Keine Lust zum Sinnieren

Irgendwann ist man verdrossen, ist übermüdet und erschöpft, immer zu reflektieren, das Erlebte, Gesehene und Gedachte zu vergegenwärtigen. So wird man bewusstlos. Dies Ziel heisse ich willkommen, denn auch ich bin übermüdet.
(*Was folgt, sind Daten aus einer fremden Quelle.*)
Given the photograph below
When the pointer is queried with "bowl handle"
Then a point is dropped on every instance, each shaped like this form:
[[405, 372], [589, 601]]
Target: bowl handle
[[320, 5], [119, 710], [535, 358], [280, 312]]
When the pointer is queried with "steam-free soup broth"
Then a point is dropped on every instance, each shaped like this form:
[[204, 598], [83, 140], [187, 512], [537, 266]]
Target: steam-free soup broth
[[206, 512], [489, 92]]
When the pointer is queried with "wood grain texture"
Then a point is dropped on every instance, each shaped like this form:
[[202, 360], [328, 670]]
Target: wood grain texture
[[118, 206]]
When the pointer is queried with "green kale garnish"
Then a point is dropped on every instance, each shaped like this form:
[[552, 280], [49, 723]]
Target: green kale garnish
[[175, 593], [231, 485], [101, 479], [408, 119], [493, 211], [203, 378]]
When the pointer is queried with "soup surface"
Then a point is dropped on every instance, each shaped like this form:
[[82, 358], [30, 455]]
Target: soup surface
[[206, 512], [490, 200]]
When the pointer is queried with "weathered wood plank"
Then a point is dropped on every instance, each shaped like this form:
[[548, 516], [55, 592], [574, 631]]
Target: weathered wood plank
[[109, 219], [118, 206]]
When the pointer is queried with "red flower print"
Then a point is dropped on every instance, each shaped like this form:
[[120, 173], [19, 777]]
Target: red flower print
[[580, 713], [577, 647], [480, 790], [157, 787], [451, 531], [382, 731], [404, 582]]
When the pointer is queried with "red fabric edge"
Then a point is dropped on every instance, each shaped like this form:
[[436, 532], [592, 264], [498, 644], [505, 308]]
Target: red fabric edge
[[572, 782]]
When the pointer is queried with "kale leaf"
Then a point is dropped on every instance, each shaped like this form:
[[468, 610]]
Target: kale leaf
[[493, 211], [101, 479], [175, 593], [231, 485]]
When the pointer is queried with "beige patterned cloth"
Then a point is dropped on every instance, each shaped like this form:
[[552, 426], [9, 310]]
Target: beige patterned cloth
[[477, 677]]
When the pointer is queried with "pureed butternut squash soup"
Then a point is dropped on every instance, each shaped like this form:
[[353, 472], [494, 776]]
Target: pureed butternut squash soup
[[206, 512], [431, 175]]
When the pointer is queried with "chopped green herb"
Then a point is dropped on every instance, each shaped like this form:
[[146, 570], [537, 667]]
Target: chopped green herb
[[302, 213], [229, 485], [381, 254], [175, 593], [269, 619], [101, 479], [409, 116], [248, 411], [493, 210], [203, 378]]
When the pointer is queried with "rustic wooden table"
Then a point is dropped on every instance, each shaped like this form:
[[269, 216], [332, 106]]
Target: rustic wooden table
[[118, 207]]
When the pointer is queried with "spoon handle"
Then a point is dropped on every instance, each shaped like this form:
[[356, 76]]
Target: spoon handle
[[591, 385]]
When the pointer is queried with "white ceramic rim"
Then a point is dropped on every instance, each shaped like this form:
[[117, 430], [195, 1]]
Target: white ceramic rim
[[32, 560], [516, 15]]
Ja, doch solange die Existenz des Ichs und der Seele mitnichten widerlegt werden kann, bin ich wohl verdammt hierzu, weiterhin zu sinnieren. Elendst!

In der Massenkultur angekommen

Ich bin neuerdings registriert dort, wo man Leute versehentlich klickt, die man im ersten Leben längst nicht mehr kennen möchte. Ich bin beschämt, allein meinetwegen, bloss weil ich fasziniert war, dort alle sie wiederzusehen, die ich eigentlich verdamme. Ja, war zu reizend. Verzeiht mir. Ich werde auch streng und artig mich gerieren, kaum Kontakt intensivieren.

Doktor-Titel? Vielleicht!

Vielleicht, um dereinst die eigenen Kinder zu besänftigen, hole ich nach, wonach ich seit Kindheit sehne: den Titel eines beliebigen Doktors. Doch den Aufwand scheue ich, zudem die Kosten. Falls ich tatsächlich einen Doktor-Titel erwerben sollte, dann sicherlich einer der Ökonomie, nichts Philosophisches, nichts Menschliches also, das wäre mir gänzlich zu anstrengend und mühsam. Ja gewiss, kein rühmlicher Titel, lieber hätte ich einer der Theologie, so kann Wissenschaft überhaupt beginnen, alles andere ist Spekulation. Doch ich muss realistisch bleiben, weil bin zu alt geworden.

Edle und vulgäre Zivilisationen

Edle Zivilisationen kennen Aufstieg und Niedergang, vulgäre Prosperität, so ungefähr Nicolas Gomez Davila. Das kann ich bejahen, nichts ist langweiliger, nichts ist ermüdender und verderbender als vermeintlicher Wohlstand, der jährlich um ein Prozent wächst oder ums selbe Mass schrumpft. Entweder-oder.

Empörte Waffenhändler

Bedenklich ist, dass man sich empört, falls Waffen dorthin exportiert werden, wo sie gebraucht werden. Ja, wir sind tatsächlich die irrsten Waffenhändler. So kann man nicht handeln. Auch Waffen sind bloss Waren, die andere Waren, Menschen, töten. Wen interessiert es noch, wer wo stirbt? Vielleicht die Tagespolitik, um Betroffenheit zu simulieren. Ach.

Verlorene Anständigkeit

Die Zivilisation ist brüchig, allerorten ist sie bedroht, gefährdet, jedermann sucht sie zu überlisten, jedermann ersehnt ihren Untergang. Die Anständigkeit verlor. Seien wir also unanständig! Nun überlebt bloss der Stärkere. Ich vermutlich nicht, ist mir denn zuwider.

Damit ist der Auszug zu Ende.